Citing two rare-earth exporters in China, the WSJ reported that China has begun restricting exports of medium-and-heavy rare earths and magnets containing them to Japanese firms. Reviews of rare-earth export-license applications bound for Japan have been suspended, and these licensing curbs are being applied not only to Japanese defense-industry companies but across Japanese industry as a whole, it added.
On the 6th, China banned exports of dual-use items intended for purposes that would help enhance Japan’s military capabilities, including Japanese military end-users, and even signaled a ‘secondary boycott’ targeting third countries that transfer Chinese-made dual-use items to Japan.
China Daily, the state-run English-language newspaper, also reported on the 7th, citing sources, that the Chinese government is considering tightening reviews of export-control licenses to Japan for seven medium-and-heavy rare earths that were designated for control in April last year. This raised the possibility that rare-earth exports for civilian use could also be restricted. At a regular briefing that day, Commerce Ministry spokesperson He Yadong said, “the civilian-use sector will not be affected,” but in practice it appears that not only rare-earth exports for military purposes but also those for civilian use are being squeezed.

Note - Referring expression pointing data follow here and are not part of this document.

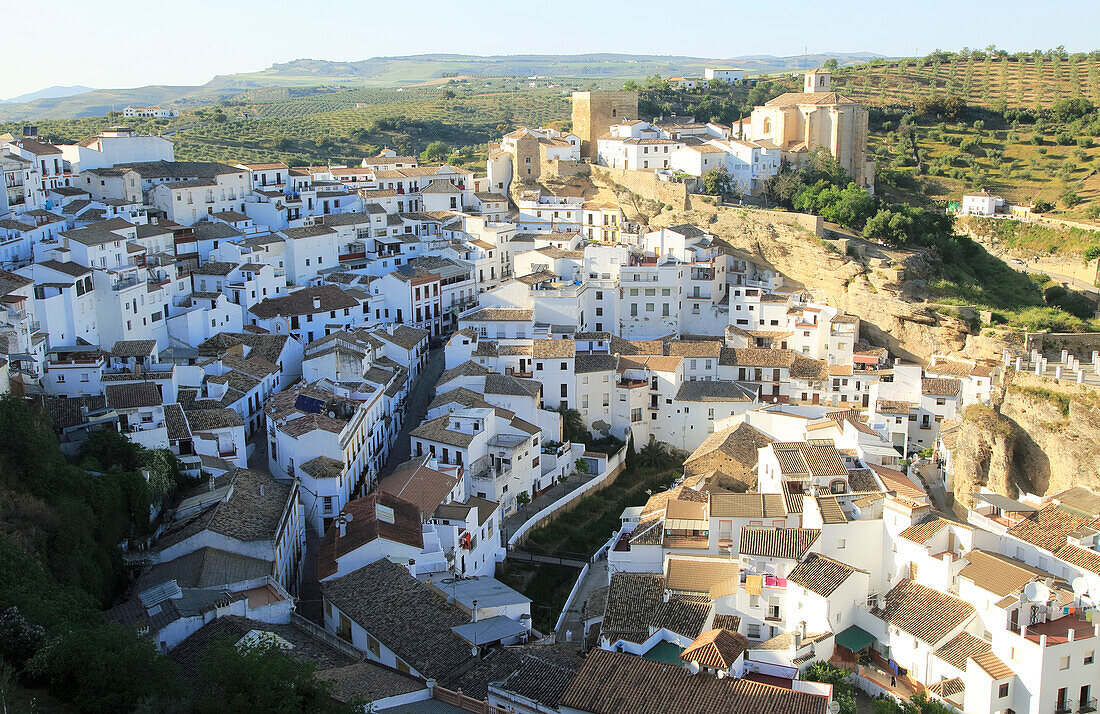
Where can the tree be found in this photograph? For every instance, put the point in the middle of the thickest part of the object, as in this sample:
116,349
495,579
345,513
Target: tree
106,668
717,182
572,425
828,673
437,151
263,678
656,454
1069,199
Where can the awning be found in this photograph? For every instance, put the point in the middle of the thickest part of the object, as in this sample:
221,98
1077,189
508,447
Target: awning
855,639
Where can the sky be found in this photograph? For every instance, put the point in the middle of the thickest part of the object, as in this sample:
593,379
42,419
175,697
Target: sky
131,43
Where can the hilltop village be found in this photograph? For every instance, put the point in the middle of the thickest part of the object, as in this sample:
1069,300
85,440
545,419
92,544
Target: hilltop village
381,377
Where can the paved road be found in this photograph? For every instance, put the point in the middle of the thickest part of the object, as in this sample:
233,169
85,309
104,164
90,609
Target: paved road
420,396
596,578
528,557
513,523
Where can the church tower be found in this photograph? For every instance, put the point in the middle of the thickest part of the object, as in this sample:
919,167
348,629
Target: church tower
817,81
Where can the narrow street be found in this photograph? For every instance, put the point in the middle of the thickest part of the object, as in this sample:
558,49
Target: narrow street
420,396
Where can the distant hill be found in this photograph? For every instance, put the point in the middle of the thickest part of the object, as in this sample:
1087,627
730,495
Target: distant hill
407,70
48,92
985,80
418,68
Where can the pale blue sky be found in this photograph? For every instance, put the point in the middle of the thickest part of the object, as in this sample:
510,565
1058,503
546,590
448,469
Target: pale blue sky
127,43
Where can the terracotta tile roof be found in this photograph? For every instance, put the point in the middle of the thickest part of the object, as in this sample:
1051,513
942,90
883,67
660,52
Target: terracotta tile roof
365,527
777,542
701,574
133,348
714,391
821,574
993,666
747,505
733,450
553,349
941,386
133,395
832,513
922,612
415,622
1048,527
716,648
499,314
636,604
801,458
331,297
921,531
252,512
888,406
695,348
999,574
437,430
616,682
416,483
536,672
961,647
948,687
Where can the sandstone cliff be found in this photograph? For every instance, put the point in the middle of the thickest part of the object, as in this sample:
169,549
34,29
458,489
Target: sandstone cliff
1038,436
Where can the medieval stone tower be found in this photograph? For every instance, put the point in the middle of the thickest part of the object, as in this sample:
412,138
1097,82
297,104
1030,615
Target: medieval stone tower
595,111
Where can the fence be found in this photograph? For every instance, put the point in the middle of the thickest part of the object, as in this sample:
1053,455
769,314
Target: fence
463,702
572,596
615,464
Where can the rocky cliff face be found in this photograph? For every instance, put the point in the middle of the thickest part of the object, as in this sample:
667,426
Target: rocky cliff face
1038,436
879,286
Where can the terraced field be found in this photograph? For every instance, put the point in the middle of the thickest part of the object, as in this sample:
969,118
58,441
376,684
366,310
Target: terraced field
981,79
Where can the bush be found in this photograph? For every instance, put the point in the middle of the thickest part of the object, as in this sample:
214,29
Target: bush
107,668
1069,199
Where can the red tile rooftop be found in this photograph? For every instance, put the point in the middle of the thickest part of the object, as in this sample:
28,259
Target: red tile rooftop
1057,630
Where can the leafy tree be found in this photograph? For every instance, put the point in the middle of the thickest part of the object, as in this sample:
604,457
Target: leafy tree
437,151
263,678
572,425
828,673
106,668
717,182
1069,199
656,454
19,639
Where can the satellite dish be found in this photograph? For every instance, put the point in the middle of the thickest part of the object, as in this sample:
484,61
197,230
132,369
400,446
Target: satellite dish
1036,592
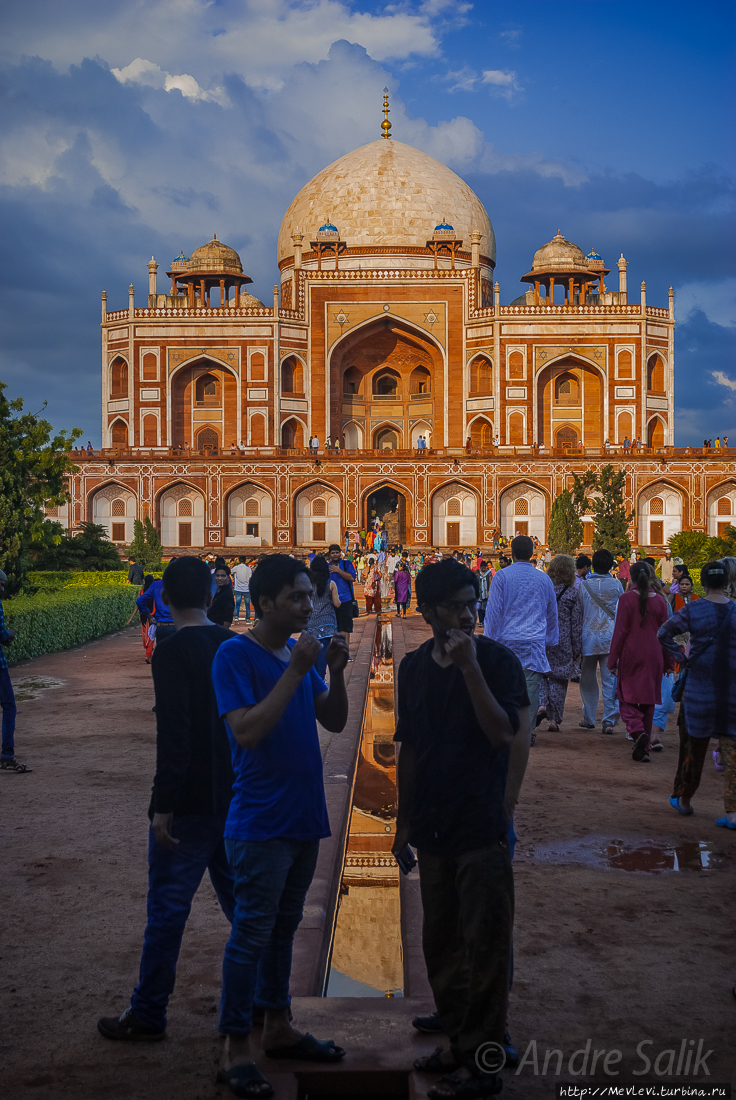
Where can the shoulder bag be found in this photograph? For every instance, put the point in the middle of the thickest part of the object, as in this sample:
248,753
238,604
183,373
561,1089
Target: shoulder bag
595,600
679,688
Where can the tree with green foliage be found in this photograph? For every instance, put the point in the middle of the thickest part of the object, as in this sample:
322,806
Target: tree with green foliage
146,546
566,527
606,505
89,550
34,464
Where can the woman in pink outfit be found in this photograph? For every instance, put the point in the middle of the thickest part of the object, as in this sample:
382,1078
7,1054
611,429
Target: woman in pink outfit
637,659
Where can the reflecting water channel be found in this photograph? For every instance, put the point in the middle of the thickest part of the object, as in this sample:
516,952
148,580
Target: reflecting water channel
366,948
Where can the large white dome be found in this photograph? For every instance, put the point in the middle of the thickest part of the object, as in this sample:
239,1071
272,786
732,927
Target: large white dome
386,194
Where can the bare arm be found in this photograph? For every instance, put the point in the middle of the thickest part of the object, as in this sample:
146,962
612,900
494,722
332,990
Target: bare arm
251,724
331,706
492,718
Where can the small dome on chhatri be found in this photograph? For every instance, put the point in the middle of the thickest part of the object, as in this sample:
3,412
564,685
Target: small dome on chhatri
216,256
559,254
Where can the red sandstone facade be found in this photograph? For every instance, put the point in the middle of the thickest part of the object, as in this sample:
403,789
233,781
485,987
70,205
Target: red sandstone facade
377,345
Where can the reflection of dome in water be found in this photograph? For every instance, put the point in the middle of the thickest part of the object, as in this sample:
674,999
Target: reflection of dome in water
386,194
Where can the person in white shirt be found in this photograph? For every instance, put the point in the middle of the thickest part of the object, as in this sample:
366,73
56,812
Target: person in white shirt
522,614
242,574
600,594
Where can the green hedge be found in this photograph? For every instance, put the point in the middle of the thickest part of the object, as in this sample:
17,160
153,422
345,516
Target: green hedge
54,581
50,622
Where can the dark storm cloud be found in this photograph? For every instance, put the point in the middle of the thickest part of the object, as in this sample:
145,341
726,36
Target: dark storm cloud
99,175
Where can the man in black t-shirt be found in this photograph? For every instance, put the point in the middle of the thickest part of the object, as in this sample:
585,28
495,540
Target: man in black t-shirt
459,703
191,793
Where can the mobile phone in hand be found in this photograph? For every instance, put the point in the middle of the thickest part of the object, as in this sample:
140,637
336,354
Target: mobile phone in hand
406,859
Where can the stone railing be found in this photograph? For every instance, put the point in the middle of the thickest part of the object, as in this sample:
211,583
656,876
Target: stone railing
429,454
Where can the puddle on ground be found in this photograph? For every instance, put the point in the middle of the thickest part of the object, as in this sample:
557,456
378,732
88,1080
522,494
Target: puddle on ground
651,857
29,688
366,948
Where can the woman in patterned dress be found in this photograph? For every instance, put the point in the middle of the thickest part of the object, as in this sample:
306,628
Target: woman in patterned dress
563,658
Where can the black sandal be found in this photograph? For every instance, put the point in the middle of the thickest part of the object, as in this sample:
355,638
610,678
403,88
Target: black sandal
10,763
453,1087
245,1080
432,1063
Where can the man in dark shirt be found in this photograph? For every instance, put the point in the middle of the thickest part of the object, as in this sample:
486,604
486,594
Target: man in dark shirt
459,703
191,793
134,572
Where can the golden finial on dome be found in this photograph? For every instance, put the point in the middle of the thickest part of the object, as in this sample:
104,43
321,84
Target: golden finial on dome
385,125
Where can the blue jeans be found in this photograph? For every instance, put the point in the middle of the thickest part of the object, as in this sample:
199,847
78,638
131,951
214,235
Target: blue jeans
272,880
9,711
174,877
589,689
663,710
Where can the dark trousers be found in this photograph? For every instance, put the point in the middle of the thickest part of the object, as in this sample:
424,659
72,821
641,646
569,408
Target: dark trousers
9,711
174,878
468,902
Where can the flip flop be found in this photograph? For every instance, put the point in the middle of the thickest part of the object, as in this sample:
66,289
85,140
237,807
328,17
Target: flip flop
308,1049
244,1080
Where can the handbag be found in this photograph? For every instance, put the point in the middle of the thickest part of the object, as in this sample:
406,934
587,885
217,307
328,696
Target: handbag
679,688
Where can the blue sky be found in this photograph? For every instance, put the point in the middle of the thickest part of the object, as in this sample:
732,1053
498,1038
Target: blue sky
141,127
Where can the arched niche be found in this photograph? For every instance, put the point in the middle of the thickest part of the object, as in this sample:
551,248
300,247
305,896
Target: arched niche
722,508
293,433
119,433
317,516
481,375
113,507
524,512
182,510
385,362
481,433
204,394
454,516
250,517
571,389
118,377
660,514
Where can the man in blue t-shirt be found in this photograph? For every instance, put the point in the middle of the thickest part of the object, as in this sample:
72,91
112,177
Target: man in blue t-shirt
343,574
270,695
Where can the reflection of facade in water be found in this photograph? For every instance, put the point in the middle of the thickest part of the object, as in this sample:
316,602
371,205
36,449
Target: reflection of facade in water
368,943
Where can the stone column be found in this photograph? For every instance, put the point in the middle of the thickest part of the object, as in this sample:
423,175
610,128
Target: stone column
623,292
153,267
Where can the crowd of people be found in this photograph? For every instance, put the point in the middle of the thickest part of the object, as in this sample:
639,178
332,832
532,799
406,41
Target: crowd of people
239,789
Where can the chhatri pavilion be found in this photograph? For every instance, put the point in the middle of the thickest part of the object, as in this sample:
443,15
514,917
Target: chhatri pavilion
454,415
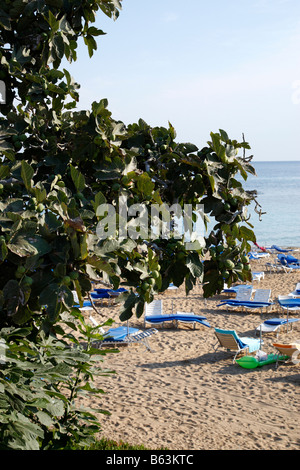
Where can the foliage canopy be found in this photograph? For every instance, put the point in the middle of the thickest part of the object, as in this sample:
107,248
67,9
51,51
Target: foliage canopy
58,164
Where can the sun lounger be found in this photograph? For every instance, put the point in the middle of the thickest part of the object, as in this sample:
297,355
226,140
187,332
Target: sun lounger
261,300
123,335
289,262
281,250
289,303
296,292
275,324
87,305
291,350
154,315
230,340
256,255
257,276
235,289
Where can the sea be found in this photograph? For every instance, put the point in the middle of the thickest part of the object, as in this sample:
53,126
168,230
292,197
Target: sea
278,193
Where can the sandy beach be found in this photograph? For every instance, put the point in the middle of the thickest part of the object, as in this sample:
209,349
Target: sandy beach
184,395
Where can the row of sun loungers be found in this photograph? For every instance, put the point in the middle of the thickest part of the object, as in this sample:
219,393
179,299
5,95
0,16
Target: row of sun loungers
229,339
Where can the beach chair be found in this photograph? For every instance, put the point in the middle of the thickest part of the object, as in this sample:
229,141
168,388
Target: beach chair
235,289
289,262
257,276
261,300
87,305
275,324
154,315
291,351
288,304
230,340
243,294
123,336
256,255
296,292
276,249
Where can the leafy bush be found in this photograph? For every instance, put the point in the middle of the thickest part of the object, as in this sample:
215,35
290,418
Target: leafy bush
58,165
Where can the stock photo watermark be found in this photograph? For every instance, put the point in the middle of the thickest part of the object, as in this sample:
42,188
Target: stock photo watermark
296,93
3,348
150,222
2,92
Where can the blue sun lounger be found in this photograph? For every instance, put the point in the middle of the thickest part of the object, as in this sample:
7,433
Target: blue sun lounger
275,324
260,301
230,340
124,335
281,250
154,315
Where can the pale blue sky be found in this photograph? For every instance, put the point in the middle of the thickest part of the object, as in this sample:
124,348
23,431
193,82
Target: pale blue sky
229,64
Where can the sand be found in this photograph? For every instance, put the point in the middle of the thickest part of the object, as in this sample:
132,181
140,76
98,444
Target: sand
184,395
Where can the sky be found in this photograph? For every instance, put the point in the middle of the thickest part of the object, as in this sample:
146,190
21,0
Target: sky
202,66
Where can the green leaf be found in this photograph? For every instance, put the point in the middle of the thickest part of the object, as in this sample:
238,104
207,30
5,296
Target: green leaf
27,173
78,179
247,234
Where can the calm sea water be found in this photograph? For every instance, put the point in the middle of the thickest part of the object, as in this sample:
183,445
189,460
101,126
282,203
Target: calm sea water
278,187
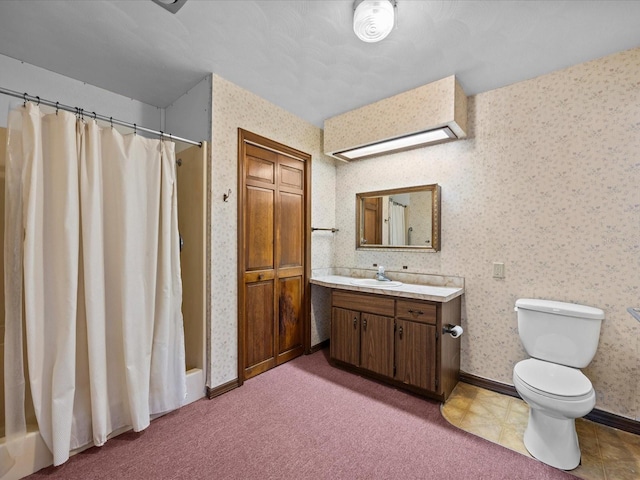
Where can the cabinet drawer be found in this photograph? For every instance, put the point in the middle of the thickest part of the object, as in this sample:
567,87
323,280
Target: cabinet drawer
363,303
416,311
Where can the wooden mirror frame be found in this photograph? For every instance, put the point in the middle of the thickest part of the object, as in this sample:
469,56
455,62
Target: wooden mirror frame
435,218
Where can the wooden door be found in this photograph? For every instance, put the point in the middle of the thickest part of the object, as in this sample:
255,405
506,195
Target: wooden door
416,354
345,335
376,344
372,230
273,254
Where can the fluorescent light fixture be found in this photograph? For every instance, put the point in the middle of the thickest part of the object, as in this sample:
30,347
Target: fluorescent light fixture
407,142
172,5
373,20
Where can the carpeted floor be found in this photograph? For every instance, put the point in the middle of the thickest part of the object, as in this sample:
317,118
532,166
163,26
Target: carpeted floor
304,419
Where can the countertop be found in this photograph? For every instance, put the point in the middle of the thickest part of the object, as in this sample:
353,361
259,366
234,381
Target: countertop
406,290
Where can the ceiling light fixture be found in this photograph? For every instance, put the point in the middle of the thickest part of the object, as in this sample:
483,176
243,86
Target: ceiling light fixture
373,20
408,142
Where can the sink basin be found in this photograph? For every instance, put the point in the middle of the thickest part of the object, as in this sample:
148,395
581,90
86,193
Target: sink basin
373,283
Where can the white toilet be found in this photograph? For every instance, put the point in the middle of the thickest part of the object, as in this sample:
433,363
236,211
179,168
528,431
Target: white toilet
561,338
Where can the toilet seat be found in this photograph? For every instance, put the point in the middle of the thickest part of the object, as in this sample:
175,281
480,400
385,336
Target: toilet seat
553,380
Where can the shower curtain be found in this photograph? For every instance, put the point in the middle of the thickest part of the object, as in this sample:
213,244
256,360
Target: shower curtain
91,232
396,224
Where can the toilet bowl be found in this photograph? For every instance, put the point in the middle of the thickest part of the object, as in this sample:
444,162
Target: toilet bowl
561,338
556,395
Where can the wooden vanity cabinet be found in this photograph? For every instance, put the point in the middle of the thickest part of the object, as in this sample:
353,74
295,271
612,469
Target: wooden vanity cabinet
363,328
399,341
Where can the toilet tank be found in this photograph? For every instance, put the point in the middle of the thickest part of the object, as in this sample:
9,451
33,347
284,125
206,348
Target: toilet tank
558,332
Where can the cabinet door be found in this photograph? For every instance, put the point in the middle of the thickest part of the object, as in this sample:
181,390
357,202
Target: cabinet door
345,335
416,354
376,345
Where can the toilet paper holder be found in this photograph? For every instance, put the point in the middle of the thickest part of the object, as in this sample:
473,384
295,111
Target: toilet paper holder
454,330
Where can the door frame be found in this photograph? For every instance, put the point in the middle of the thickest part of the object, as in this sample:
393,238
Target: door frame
245,137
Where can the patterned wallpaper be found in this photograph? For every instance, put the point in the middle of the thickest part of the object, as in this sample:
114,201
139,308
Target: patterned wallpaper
233,108
548,182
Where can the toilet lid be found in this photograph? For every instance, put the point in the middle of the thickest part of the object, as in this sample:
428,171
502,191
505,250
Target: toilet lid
553,378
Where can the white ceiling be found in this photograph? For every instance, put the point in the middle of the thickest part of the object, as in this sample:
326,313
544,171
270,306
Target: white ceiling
303,55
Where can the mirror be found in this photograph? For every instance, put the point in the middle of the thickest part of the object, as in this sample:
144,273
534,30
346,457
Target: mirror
402,218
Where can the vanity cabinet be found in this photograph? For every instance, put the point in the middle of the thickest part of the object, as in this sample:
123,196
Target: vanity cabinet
363,328
397,340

In April last year, as the U.S.-China tariff war intensified, China defined seven medium-and-heavy rare earths among the 17 rare-earth elements samarium, gadolinium, terbium, dysprosium, lutetium, scandium, and yttrium and related items as dual-use goods and has been managing them under export controls. To take these items out of China, a special export permit must be obtained after review, and China has regulated overall rare-earth exports by withholding permits or delaying procedures.
China effectively halted rare-earth exports to Japan when the two sides clashed in 2010 over the Senkaku Islands (called Diaoyudao in China), dealing a blow. Since then, Japan has tried to reduce its dependence on Chinese rare earths, but it still relies on China for around 60%. Nomura Research Institute predicted that if China restricts rare-earth exports for one year, Japan’s economic losses would amount to about 2.6 trillion yen (about 24 trillion won).
David S. Abraham, a rare-earth analyst who studied critical-minerals trade for Japan’s Ministry of Economy, Trade and Industry during the 2010 rare-earth crisis, said China’s rare-earth export restrictions would cause industrial disruptions in Japan that would ripple through global supply chains, saying, “the impact will seep in and spread.”
China ratcheted up pressure by pulling out the rare-earth export-restriction card roughly two months after remarks in November last year by Japanese Prime Minister Sanae Takaichi suggesting ‘intervention in the event of a Taiwan contingency’. Last year, China also issued an advisory urging its citizens to refrain from traveling to Japan, postponed the screening of Japanese films, and imposed a ban on imports of Japanese seafood.